My husband is in a pretty bad fix as far as friends. Retirement and moving has separated him from many.
Maybe this group(RI) can help with that problem, too. 
He is not doing anything he enjoys for entertainment. His fun projects seem to be put aside for now. I know he is concerned about our daughter's health. 
He is off of Lexapro now. I think his testosterone level is OK; no symptoms.
I know he needs my attention and he really appreciated my trip home last week, but being a caregiver for two depressed/anxious people is getting to me.
My daughter has run out of FMLA and will see on Monday if her boss will allow her to stay at her job.

-Zora


----------



## Zora (Aug 2, 2010)

Yesterday was a big waste of time. I drove two hours to meet up with my DH and some old friends.
He had a great time talking to everyone and it was good to see him smile.
But one friend asked where he was living and he said I'm in XXXXX. She turned to me and said where are you? I told her I was staying with our daughter until she was feeling better.
He actually told the friend that he didn't think I was coming back.
Two problems, why is he telling this attractive, single woman his problems and why does he think he has a problem?
I didn't get a chance to talk to him privately but, honestly I'm not sure what to say to him.
Is he really that insecure about our relationship or has he made a decision to get on with his new life without me.
Help. I don't know what to do.
-Zora


----------



## Freak On a Leash (Feb 19, 2010)

I think your husband is feeling a bit abandoned. Maybe it's time to move back in with him and start dealing with your marriage instead of running away? 
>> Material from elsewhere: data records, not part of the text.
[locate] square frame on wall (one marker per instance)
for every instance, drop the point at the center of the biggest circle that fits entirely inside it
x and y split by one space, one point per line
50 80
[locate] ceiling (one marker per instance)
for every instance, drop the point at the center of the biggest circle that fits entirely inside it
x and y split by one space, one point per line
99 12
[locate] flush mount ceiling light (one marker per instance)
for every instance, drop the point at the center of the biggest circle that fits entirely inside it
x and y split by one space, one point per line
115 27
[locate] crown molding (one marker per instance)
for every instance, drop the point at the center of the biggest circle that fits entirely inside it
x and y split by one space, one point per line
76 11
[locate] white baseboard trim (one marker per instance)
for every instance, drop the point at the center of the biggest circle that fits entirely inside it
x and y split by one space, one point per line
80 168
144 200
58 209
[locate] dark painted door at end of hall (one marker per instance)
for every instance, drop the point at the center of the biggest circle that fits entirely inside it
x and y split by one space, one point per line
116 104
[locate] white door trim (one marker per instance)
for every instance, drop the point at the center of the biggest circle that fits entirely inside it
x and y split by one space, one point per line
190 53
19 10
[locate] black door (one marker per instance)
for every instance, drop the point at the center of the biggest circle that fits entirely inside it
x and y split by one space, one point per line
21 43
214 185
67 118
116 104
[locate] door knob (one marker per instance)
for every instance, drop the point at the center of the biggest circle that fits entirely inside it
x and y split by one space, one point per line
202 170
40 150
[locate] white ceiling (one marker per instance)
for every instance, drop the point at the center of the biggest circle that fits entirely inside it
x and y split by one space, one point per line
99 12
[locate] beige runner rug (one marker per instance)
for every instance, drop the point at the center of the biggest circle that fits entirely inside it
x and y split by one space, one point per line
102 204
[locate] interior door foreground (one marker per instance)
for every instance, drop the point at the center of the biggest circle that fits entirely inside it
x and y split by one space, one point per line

If you want out then get out but don't string the guy along. I think it's a mistake for him to not be on medication if he is indeed depressed. He should be on a combination of meds and therapy. Group therapy is a good start but it's not the Be All and End All. If Lexapro isn't working for him then perhaps there is something else that will work. 

I feel your pain. My husband is going thru depression, drinking, etc, etc. Believe me, I've wanted to run away too but my husband man stuck by me when I was in crisis and it's only right I do the same for him. Life isn't always easy. We've been married 21 years, have two kids and yes, I do love him. If you feel the same about your man just remember you are married "For Better or for Worse" and you need to be there for him.

Good luck.


----------



## Zora (Aug 2, 2010)

Dear Freak,
Thank you for responding. I feel kindof strung out right now.
I don't know if I made it clear in earlier posts, but I will have to make a choice here. I stay and help my daughter with her debilitating illness or go home and work on my marriage.
I wouldn't call it running away. Just a matter of what to focus on.
I was hoping that my DH could man up and let me do what was required in the situation. Wrong!!
Luckily my sister was available to take care of our ailing father or I would have had to deal with this earlier. He has to be the main focus of my attention or he feels neglected.
How selfish is this?
This week I am graduating from a class I have worked on for six months. I asked him to attend the grad ceremony and he said he had a previous engagement. It may be the group therapy thing, but I am still feeling a little hurt because of his absence.
It's OK for him to have other obligations, but I can't take care of our daughter without him feeling rejected.
-Zora


----------



## Freak On a Leash (Feb 19, 2010)

That's tough with the daughter. You have a lot on your plate.  I feel for you. 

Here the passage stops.